Денис глубоко вздохнул.
— Все равно это дурно пахнет.
— А ты как думал? Чистишь сортир, а он благоухает розами? Так не бывает!
— И сегодня, с Мадлен… Может, женщина не имеет никакого отношения к вашим делам. А из-за того, что мне что-то показалось, вы будете ее проверять, поставите на учет, запретите въезд в страну или будете следить за каждым шагом!
Мамонт наклонился вперед и тронул молодого человека за плечо.
— Пойми, Денис, оперативная работа — жестокое дело. Если она разведчица, то твой снимок введут во все компьютеры французских спецслужб, и когда ты вздумаешь съездить в Париж, тебе откажут в визе! Или завернут обратно на паспортном контроле в Орли! И никто не станет разбираться — связан ты с нами или нет! Тебе понятно это?
Помедлив, Денис кивнул. Скорее всего так и будет. Утех тоже перестраховка…
— Все, кто занимается оперативной работой, проходят через подобные сомнения.
Только переживают по-разному: кто сильней, кто слабей, кому вообще все по барабану! Многое значат детали: например, как выглядит противник. Если бы Мишелем оказался небритый красноглазый алкаш, а вместо Мадлен был уродливый горбун, ты бы воспринял это по-другому. Ведь так? Признайся честно!
— Пожалуй, — снова кивнул Денис.
— Так что тебе просто не повезло. Надо проанализировать ситуацию, расставить все точки над "и", чтобы больше никогда не возникали подобные сомнения. Или…
Мамонт залпом выпил остывший чай.
— Или признать, что ты не годишься для подобной работы. Мы попрощаемся с тобой без всяких обид, и выбирай себе любой другой жизненный путь — иди в адвокаты, нотариусы, юрисконсульты… Но, честно скажу, мне было бы жаль терять тебя. У тебя хорошие перспективы. Начальник нашего отдела предложил мне готовить тебя для штатной работы у нас. Так что решай сам!
Многие годы спустя Денис поймет, что он сделал выбор под влиянием личности Мамонта. Если бы на его месте сидел другой человек, решение могло оказаться совершенно иным.
— Ладно, я все понял.
У него пересохло в горле, и он, повторив жест Мамонта, жадно осушил свою чашку.
Они обменялись взглядами и улыбнулись.
— И хорошо, — сказал старший лейтенант. — Тогда продолжаем. К нам приезжает американская рок-группа, тебе придется ее освещать.

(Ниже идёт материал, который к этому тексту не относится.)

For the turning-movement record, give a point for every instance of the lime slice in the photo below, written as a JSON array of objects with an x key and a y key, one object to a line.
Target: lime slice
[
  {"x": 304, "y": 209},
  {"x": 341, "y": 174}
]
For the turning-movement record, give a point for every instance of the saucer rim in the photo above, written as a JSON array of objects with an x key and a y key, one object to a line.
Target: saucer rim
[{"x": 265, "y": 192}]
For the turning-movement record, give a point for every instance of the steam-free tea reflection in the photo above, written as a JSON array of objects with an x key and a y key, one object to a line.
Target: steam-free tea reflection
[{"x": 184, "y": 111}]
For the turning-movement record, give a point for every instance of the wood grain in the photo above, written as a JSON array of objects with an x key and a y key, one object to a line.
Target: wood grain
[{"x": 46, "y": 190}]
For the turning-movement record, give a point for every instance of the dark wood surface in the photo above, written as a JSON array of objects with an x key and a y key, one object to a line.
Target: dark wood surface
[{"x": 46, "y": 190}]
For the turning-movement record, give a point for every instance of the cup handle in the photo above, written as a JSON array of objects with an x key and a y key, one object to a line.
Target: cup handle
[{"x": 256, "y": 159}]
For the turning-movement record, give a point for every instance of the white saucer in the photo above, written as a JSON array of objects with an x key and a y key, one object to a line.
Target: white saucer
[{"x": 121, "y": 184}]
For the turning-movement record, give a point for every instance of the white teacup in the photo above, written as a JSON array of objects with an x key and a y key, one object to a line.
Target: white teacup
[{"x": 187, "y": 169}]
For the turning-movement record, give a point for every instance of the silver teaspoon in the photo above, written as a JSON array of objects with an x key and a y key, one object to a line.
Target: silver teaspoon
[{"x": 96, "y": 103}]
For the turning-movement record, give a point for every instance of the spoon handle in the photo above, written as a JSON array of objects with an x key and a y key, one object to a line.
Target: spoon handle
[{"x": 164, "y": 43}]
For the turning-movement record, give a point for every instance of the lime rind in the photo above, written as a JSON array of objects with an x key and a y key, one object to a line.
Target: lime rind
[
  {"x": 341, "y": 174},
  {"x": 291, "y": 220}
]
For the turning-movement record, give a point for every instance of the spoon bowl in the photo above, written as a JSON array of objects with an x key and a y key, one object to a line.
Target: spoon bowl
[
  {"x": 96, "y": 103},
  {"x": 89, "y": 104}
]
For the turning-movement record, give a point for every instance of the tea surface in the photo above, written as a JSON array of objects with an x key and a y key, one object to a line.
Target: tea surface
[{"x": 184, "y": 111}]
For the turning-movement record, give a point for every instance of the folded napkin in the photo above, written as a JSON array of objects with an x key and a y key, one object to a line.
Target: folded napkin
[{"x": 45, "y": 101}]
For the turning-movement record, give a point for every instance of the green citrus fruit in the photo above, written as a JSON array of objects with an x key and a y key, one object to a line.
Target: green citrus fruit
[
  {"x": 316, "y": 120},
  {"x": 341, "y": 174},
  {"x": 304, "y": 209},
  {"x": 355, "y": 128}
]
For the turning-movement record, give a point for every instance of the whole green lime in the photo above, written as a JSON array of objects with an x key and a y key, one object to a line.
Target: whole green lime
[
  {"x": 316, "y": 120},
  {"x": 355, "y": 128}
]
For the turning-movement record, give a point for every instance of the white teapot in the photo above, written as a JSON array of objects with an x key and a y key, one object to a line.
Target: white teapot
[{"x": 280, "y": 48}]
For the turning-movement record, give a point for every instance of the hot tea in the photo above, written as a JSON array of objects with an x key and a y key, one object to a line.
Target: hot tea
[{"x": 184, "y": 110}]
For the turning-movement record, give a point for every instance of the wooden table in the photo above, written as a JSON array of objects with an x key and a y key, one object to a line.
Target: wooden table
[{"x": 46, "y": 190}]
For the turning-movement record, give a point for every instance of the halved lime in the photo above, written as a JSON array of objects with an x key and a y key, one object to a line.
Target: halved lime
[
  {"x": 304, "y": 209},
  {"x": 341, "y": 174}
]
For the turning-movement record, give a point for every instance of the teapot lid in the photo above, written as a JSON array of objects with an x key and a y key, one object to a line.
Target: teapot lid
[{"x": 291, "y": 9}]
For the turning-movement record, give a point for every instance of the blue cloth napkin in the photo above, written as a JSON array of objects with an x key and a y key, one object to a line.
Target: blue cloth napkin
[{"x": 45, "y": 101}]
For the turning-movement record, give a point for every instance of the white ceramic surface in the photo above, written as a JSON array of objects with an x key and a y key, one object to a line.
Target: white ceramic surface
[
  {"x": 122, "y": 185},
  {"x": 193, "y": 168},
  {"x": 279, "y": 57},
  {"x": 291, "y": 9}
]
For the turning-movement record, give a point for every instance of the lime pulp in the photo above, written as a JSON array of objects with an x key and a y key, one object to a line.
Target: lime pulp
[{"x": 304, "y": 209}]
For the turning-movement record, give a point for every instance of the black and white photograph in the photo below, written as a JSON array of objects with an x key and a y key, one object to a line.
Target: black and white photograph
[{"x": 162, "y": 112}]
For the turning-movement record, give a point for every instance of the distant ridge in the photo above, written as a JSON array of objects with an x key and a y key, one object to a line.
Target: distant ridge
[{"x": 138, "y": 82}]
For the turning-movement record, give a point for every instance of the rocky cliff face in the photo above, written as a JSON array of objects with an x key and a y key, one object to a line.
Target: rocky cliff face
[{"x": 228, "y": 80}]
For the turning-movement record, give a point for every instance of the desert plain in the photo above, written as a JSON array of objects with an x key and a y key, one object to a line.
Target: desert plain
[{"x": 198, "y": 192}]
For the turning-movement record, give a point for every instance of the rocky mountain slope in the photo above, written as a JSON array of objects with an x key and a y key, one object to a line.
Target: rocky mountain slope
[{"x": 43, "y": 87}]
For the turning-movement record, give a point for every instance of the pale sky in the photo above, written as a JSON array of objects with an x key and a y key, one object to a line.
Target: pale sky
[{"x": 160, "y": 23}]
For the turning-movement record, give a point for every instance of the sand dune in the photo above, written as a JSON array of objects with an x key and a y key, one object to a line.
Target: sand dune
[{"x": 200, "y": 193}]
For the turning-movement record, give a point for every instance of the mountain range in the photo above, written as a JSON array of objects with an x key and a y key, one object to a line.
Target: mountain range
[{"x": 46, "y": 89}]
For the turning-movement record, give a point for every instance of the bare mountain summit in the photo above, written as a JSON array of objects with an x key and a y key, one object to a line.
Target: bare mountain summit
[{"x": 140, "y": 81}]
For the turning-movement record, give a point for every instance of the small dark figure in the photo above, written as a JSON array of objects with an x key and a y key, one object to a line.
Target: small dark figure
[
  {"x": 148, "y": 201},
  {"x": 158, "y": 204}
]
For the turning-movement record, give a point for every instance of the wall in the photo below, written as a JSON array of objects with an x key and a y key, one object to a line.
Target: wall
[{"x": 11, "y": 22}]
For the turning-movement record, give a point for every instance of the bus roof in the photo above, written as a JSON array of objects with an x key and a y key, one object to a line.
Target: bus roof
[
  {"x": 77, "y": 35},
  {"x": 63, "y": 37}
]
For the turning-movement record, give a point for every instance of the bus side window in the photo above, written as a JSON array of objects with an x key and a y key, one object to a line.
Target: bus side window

Снова отлучившись в комнату, он принес два плотных конверта, положил на стол, дружески подмигнул. В одном — аккредитационная карточка с фотографией Дениса, подписанная неким Брайаном Диггсом, менеджером группы «Purgeans», два билета на концерт во Дворец спорта с лиловым штампом "23 ИЮНЯ 1990 г. ". И две бумажки по десять рублей — на буфет и другие сопутствующие расходы. В другом деньги — три пятидесятирублевки.

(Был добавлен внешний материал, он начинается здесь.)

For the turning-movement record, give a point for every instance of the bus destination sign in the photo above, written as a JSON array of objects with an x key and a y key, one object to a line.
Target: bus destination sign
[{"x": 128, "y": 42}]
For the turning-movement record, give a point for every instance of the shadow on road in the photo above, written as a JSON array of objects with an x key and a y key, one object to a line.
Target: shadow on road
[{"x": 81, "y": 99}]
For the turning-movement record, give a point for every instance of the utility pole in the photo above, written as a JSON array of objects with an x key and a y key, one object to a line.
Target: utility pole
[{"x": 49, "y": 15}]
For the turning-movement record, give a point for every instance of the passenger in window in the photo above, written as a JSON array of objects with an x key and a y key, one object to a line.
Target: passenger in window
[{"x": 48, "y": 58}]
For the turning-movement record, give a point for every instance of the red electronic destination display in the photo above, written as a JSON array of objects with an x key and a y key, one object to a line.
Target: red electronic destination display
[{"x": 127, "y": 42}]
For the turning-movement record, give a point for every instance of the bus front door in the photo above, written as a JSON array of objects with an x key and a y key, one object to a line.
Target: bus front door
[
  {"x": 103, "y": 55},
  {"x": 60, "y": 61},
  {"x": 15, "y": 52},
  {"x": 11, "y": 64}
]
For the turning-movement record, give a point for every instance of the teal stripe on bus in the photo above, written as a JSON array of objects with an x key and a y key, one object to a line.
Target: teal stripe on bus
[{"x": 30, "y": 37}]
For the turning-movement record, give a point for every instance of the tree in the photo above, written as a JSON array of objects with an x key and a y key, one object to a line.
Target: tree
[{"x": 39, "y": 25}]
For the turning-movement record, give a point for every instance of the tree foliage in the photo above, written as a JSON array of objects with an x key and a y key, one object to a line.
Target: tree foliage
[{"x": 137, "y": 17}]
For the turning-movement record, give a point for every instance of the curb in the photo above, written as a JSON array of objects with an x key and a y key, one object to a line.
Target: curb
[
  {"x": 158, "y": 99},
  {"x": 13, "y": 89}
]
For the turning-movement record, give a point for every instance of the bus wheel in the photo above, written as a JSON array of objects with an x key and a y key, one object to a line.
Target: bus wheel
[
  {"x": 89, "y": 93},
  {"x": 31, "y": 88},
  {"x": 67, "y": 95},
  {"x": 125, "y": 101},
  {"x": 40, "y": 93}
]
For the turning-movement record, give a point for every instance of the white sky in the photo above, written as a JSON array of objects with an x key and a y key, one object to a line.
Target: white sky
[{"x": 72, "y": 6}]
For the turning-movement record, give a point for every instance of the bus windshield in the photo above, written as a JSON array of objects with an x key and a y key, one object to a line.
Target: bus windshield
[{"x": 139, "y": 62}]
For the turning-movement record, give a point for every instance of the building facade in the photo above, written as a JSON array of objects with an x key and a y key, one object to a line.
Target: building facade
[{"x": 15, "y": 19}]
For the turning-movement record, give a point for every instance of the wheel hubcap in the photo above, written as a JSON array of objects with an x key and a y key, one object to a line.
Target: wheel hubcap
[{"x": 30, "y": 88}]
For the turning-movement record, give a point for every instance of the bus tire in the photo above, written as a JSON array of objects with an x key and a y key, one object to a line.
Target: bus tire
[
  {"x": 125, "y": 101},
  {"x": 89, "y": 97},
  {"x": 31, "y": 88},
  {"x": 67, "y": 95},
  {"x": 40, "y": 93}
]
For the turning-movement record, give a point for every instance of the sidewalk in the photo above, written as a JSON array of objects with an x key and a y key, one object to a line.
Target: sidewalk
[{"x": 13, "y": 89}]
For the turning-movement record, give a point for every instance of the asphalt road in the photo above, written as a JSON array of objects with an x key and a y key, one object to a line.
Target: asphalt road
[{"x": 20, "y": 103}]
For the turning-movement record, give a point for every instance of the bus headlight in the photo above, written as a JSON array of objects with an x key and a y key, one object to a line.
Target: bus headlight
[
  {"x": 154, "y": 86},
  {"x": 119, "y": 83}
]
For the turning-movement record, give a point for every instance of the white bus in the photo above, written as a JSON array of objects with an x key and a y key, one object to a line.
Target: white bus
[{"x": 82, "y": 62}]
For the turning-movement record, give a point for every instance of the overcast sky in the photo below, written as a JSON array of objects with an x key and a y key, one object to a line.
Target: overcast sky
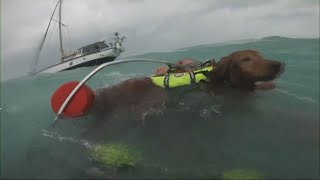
[{"x": 149, "y": 25}]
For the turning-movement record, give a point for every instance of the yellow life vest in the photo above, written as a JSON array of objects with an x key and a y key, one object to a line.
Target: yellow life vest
[{"x": 181, "y": 79}]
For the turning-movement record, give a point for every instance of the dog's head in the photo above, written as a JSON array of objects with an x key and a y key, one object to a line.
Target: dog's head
[{"x": 243, "y": 69}]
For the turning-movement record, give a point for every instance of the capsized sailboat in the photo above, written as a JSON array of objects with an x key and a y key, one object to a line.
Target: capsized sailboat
[{"x": 91, "y": 55}]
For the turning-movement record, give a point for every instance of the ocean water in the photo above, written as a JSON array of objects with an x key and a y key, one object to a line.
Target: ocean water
[{"x": 273, "y": 132}]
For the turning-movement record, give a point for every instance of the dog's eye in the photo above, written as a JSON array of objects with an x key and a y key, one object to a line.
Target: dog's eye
[{"x": 245, "y": 59}]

— Твоя премия, — пояснил Мамонт.
Чуть помедлив, Холмс сунул оба конверта во внутренний карман пиджака.
* * *
Тогда, в восемьдесят шестом, Агеев уже работал в КГБ. Он знал то, что не полагалось знать никому. Что неприлично холостой зампред облисполкома занимается онанизмом и обожает порнографические журналы, к тому же берет взятки за продажу вне очереди автомобилей и хранит в служебном сейфе по десять-двадцать тысяч рублей сотенными купюрами. Агеев знал, что председатель городского Совета ветеранов в сорок втором выменял за канистру спирта военный билет у какого-то шизофреника и всю войну просидел в Узбекистане. Знал, что бывшая гимнастка, а ныне тренер областной сборной Ширяева во время выступлений в Бухаресте пыталась подцепить двух симпатичных французов пятиборцев, французы оказались гомосексуалистами и, приставив ей нож к горлу, отобрали все деньги, выделенные на группу, а вдобавок еще вырезали на ягодицах нехорошее слово — по-французски, конечно.

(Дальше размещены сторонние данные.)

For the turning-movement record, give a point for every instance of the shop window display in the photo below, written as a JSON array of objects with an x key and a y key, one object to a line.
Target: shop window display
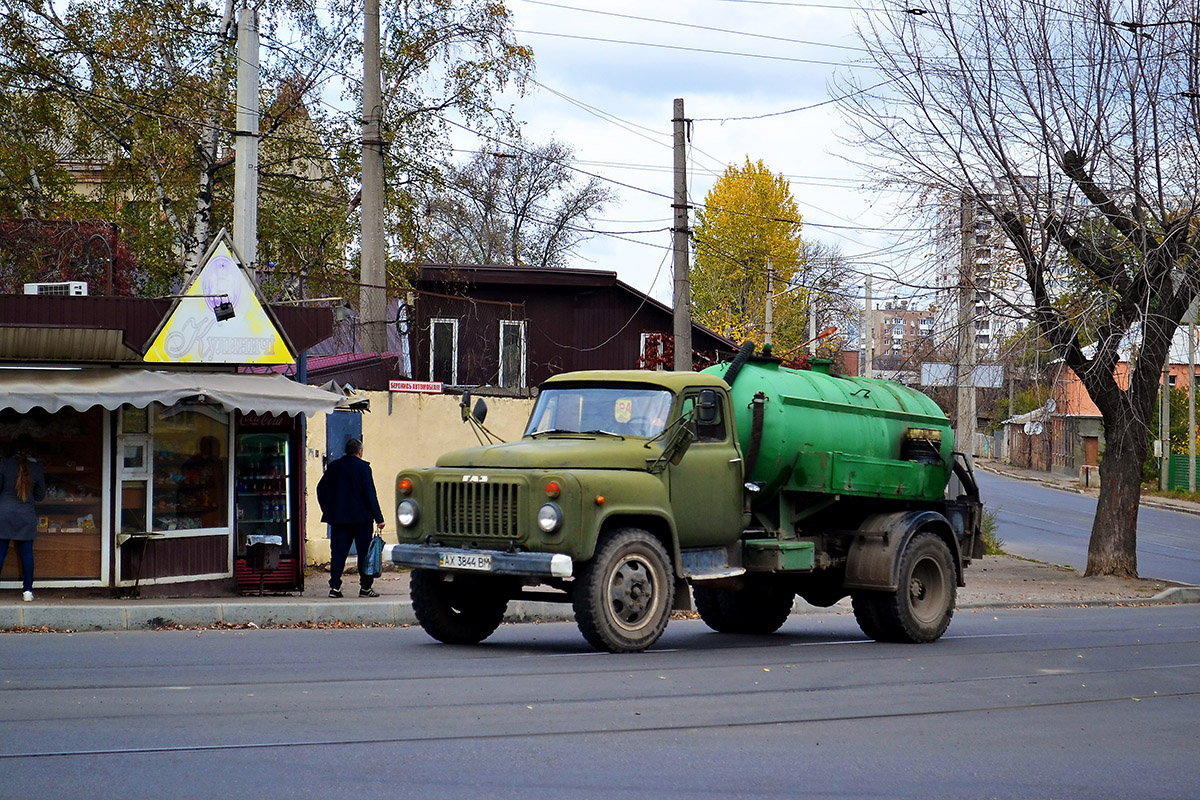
[
  {"x": 190, "y": 468},
  {"x": 71, "y": 446}
]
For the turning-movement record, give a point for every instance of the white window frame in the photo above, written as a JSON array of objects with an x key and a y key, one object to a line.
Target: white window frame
[
  {"x": 454, "y": 347},
  {"x": 642, "y": 342},
  {"x": 520, "y": 324}
]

Агеев многое знал. В том числе и то, что женская красота тесно связана с длинными ногами. Какую книжку ни открой, так у героини «длинные, стройные ноги».
Только что такое — длинные ноги, Агеев не знал, а потому попался на простом, убогом финте. Оказывается, укороченные женские юбки создают оптическую иллюзию длинных ног. Только оптическую — и только иллюзию. Ха!..
Тогда, в восемьдесят шестом, все тиходонские телки как по команде напялили на себя мини. И девушка, в которую влюбился молодой Агеев, тоже была в мини. Он женился на ней и в первую же ночь понял: в натуральном виде ноги невесты никакие не длинные, а в два раза короче туловища. Ровно в два раза: когда она уснула, Агеев шпагатиком померил. В два раза!.. И сразу любовь пропала.
Молодая жена умела готовить пельмени и петь «ХазБулат удалой». Она говорила «ложить» вместо «класть», громко смеялась и без конца лузгала семечки. В том же восемьдесят шестом Агеев развелся, хотя в Конторе на такие дела смотрели очень косо. И больше уже не женился. Но с тех самых пор он завтракает и обедает только в пельменных.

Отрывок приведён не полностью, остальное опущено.